Fast forward to ’23 and Houser’s GB% had dropped to 46.7 – still a solid mark but significantly below what he did just two seasons previously. As you probably guessed, his percentage of sinkers went down, too, to 47%. And it wasn’t as fast, either, as his average velocity with the pitch fell to 92.1 mph. Finally, Statcast graded his sinker at 3.8 runs above average, a massive drop from his ’21 campaign.

Last year, Houser threw more four-seamers and sliders than he did in ’21. The good news is that the new pitch mix resulted in more strikeouts. After posting a 6.64 K/9 in ’21 – the 10th-worst mark among pitchers with at least 120 IP – Houser recorded a 7.76 K/9 last season. He also cut his walk rate from 4.05 BB/9 to a 2.75 mark in ’23.

Unfortunately, when batters put the ball in play, there was more loud contact. In ’21, opponents had a 35.6 HardHit% and last year it was a 46.3 rate, the fourth-worst mark among pitchers with at least 100 IP. Opponents had a .662 OPS against Houser in ’21 and a .731 mark a season ago. And a lot of that came in SLG, as opponents slugged .340 in ’21 and .406 in ’23.

After his first Spring Training start this year, Houser spoke with the SNY broadcasters and mentioned that he started to switch his pitch mix last year after allowing home runs to Brett Baty and Brandon Nimmo in a game at the end of June. He felt that hitters were sitting on his changeup and he tried to incorporate more sliders, which certainly matches what we saw with the pitch breakdowns mentioned above.

The success was not immediate for Houser. But in his last nine starts of ‘23, Houser had a 3.65 ERA and a 3.48 FIP. Additionally, he limited batters to a .632 OPS. Before that closing stretch, Houser had a 4.43 ERA, a 4.33 FIP and opponents had a .792 OPS against him.

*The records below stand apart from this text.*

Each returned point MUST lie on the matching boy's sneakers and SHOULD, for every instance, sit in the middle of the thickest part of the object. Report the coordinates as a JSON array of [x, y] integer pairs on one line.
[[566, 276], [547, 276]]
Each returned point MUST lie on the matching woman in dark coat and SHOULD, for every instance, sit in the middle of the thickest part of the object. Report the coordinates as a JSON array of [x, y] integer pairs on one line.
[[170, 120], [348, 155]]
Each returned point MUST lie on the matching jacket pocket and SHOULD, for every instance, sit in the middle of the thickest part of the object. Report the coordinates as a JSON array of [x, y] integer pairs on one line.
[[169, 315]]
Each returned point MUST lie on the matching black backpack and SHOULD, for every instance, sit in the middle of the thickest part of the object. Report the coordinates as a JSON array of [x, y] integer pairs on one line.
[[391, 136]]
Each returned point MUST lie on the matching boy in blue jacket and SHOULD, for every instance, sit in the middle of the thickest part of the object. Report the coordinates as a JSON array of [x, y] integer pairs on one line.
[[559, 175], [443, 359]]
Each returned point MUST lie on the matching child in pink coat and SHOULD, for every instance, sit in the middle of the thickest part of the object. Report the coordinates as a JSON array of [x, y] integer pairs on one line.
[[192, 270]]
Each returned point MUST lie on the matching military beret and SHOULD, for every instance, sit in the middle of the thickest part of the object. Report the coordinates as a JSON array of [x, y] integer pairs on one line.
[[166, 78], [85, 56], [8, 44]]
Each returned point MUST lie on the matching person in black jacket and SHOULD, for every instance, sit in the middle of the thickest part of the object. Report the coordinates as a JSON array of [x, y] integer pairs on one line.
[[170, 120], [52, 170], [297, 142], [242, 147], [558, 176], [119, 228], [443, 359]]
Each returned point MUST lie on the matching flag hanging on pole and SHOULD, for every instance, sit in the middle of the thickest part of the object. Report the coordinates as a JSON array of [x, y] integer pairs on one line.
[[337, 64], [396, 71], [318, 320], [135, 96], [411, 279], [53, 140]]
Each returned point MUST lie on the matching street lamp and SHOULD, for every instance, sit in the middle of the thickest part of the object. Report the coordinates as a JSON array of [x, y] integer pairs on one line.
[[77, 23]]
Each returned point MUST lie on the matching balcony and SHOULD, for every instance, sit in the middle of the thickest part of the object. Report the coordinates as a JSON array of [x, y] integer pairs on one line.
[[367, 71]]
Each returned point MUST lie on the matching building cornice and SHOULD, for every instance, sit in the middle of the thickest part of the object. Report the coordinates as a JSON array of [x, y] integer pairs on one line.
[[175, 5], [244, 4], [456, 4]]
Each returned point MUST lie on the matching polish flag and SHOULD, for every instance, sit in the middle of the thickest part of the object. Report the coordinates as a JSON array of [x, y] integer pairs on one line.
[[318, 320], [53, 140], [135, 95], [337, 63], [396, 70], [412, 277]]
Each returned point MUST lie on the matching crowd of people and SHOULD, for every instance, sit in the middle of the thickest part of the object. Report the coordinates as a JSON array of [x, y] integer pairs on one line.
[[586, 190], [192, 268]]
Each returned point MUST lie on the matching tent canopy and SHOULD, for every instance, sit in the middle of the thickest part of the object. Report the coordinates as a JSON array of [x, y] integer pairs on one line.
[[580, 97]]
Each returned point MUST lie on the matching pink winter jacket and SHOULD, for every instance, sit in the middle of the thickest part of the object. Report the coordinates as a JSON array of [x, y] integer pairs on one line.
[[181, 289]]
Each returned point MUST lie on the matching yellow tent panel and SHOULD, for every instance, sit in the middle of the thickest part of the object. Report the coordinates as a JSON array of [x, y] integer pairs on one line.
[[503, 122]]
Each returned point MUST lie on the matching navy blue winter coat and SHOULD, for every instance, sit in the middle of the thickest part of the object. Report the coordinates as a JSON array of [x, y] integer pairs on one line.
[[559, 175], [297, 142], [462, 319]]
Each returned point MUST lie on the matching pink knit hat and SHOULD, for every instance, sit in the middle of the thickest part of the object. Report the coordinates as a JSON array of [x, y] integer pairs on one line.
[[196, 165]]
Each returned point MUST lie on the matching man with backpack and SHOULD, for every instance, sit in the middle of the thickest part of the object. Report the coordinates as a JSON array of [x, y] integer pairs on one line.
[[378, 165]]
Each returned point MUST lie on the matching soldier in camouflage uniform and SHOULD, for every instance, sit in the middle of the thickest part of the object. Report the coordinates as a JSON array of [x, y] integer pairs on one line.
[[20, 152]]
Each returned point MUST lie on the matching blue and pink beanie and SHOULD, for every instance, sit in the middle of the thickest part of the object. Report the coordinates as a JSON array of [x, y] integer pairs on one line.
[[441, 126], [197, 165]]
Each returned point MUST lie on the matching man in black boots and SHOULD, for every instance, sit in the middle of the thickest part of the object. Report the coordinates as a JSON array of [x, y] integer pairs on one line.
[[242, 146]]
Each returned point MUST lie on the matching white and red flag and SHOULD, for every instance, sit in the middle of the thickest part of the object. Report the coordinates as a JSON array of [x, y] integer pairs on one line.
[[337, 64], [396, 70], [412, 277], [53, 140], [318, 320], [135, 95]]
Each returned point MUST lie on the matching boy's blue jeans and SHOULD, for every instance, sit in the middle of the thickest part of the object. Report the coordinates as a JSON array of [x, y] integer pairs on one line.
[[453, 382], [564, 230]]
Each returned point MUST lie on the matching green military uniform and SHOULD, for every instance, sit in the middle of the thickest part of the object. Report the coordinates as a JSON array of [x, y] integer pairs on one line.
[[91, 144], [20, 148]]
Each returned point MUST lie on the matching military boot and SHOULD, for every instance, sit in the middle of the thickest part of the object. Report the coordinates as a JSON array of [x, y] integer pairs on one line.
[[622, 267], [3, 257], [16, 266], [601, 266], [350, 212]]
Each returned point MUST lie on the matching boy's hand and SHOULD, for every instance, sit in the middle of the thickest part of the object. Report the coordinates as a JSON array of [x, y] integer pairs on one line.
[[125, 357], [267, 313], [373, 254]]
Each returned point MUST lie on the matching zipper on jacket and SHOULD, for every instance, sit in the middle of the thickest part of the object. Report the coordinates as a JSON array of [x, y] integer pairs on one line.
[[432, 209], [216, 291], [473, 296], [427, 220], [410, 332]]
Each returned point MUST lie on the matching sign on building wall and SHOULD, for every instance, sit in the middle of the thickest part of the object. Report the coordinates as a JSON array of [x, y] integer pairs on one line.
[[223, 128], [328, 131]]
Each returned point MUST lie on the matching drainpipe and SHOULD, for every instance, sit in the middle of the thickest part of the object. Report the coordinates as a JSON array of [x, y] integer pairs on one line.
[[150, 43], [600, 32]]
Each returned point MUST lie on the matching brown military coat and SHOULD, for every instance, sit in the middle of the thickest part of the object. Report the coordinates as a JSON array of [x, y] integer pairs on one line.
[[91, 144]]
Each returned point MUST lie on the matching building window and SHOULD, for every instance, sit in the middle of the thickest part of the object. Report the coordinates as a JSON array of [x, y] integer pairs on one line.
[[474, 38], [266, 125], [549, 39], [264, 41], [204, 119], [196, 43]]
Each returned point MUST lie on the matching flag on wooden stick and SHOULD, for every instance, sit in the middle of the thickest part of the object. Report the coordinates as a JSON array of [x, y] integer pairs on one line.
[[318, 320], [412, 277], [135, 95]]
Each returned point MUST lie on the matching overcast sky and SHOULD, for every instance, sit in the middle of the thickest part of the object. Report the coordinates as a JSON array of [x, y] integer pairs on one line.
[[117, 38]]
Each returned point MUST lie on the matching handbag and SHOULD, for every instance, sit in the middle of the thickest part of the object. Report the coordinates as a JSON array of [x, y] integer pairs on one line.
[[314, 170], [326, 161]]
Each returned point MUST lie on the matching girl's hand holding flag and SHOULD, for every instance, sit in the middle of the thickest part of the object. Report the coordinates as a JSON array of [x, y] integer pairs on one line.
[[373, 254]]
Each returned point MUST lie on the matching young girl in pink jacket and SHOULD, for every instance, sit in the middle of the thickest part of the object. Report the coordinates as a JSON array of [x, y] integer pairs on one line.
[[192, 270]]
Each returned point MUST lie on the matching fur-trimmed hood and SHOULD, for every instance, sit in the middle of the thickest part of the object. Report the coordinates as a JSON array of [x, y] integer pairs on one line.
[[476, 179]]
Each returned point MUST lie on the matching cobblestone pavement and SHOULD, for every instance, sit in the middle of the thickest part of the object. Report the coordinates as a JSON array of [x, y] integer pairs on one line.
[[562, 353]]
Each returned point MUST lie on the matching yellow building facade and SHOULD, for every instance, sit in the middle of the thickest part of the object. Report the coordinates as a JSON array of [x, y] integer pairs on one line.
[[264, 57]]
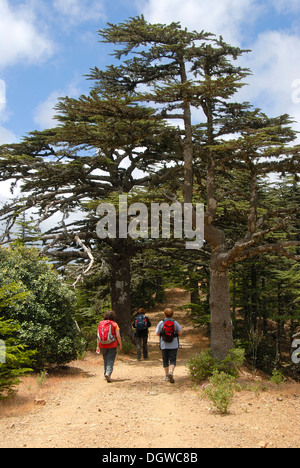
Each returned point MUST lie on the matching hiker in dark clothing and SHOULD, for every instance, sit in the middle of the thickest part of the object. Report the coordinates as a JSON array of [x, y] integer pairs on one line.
[[141, 325]]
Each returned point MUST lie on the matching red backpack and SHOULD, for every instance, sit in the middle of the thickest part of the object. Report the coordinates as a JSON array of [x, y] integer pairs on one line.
[[106, 332], [168, 330]]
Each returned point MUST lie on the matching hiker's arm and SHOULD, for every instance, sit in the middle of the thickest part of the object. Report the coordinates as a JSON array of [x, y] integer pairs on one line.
[[118, 335]]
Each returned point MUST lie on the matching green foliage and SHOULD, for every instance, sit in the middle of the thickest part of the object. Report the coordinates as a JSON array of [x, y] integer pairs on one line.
[[277, 377], [203, 365], [16, 359], [43, 307], [220, 390]]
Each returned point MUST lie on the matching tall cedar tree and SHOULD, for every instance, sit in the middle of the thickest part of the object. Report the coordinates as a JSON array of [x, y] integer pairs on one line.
[[105, 146], [185, 71]]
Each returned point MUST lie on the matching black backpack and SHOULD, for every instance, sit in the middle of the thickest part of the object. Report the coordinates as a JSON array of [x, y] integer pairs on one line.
[[168, 331], [141, 322]]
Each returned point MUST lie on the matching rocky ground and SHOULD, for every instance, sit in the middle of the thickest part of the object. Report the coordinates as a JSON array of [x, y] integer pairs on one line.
[[76, 407]]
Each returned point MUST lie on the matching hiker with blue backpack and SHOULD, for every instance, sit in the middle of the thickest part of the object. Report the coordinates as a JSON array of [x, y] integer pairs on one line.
[[108, 342], [141, 325], [169, 331]]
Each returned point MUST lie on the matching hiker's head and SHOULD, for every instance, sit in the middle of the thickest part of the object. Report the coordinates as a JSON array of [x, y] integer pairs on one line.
[[168, 313], [110, 315]]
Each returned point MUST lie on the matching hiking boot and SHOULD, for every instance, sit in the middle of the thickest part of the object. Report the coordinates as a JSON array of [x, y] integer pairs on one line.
[[171, 378]]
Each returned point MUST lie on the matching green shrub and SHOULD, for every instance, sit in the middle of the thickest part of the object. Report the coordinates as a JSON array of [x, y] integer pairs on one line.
[[220, 391], [277, 377], [15, 359], [203, 365], [44, 310]]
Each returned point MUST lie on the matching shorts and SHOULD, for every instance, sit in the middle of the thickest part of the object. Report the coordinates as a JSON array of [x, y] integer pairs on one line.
[[169, 357]]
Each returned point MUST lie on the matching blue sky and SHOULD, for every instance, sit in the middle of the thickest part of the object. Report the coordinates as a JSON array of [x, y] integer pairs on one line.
[[46, 46]]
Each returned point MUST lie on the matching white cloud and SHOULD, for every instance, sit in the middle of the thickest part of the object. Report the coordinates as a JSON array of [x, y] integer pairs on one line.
[[2, 96], [20, 39], [6, 136], [222, 17], [274, 61], [45, 112], [286, 6], [79, 11]]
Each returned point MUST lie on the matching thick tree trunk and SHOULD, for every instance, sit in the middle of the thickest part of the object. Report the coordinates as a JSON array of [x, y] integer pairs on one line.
[[120, 293], [221, 324]]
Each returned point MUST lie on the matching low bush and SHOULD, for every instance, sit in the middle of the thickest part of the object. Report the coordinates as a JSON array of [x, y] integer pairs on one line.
[[203, 365]]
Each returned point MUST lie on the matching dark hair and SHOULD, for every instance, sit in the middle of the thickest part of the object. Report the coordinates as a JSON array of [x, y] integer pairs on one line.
[[168, 313], [110, 315]]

We hear all the time how baseball is a game of adjustments. Houser threw more sliders down the stretch last year and had much-improved results overall in his last nine games. Was it all because of the change in pitch mix? It’s impossible to say. If nothing else, it’s good that he was able to adapt on the fly and make changes in-season.

In the talk with the SNY broadcasters, Houser mentioned that he had a pre-existing relationship with pitching coach Jeremy Hefner, as they are both from the same area in Oklahoma and that they have worked out together previously. That familiarity should be beneficial and is encouraging if the Mets need to make additional tweaks, both because Houser has done so previously and should be receptive coming from a coach he already knows.

All of that is well and good. But the issue remains Houser not being able to go deep in games. In 21 starts last year, he completed six innings five times and seven innings just once. Additionally, six times he was unable to complete five innings. And it’s not because he can’t face a lineup a third time. Last season, Houser had a .725 OPS against as a SP the first time thru the order. And the third time it was a .713 mark.

The splits are even more pronounced if we look at number of pitches. On pitches 26-50 last year, opponents had an .859 OPS against Houser. All other 25-pitch breakdowns had a sub-.700 OPS. What’s the key for Houser to do better here, essentially the second time thru the order? If Houser and Hefner can craft a plan for that, it could be the key to a successful season.

5 comments on “Adrian Houser and the quest to reduce loud contact

  • Metsense

    I enjoyed reading your articles like this one. They are so informative and knowledgeable. Thanks

    • Brian Joura

      Thanks for the kind words! This might make me not so bearish on Houser.

    • TexasGusCC

      I second Metsense’s view.

  • Brian Joura

    In his second start of the Spring, and first since this piece was written, Houser allowed seven balls in play. Four of them had exit velocities of 100 or more – too much loud contact.